Tutorial: Deploying Llama4 Multimodal Models#

This guide shows how to deploy Llama4 on an AWS Neuron Trainium2 (Trn2) instance. This model supports both text and images. It uses Llama4 Scout (meta-llama/Llama-4-Scout-17B-16E) as the example model in this tutorial; however, Maverick (meta-llama/Llama-4-Maverick-17B-128E-Instruct) can also be used.

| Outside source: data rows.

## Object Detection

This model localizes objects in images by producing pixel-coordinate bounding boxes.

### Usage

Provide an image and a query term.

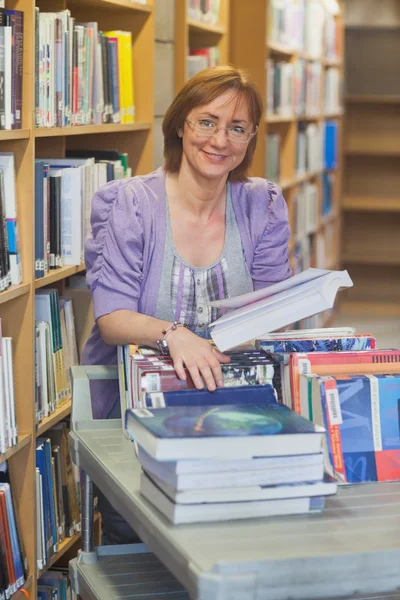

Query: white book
[140,473,324,525]
[125,403,325,461]
[4,26,12,129]
[137,446,324,491]
[3,337,18,446]
[146,473,337,504]
[0,152,22,285]
[210,269,353,352]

Step 1: Set up your development environment #

As a prerequisite, this tutorial requires that you have a Trn2 instance created from a Deep Learning AMI that has the Neuron SDK pre-installed.

To set up a Trn2 instance using Deep Learning AMI with pre-installed Neuron SDK, see NxD Inference Setup Guide. To use a Jupyter Notebook (.ipynb) on a Neuron-enabled instance, see this guide.

After setting up an instance, use SSH to connect to the Trn2 instance using the key pair that you chose when you launched the instance.

After you are connected, activate the Python virtual environment that includes the Neuron SDK.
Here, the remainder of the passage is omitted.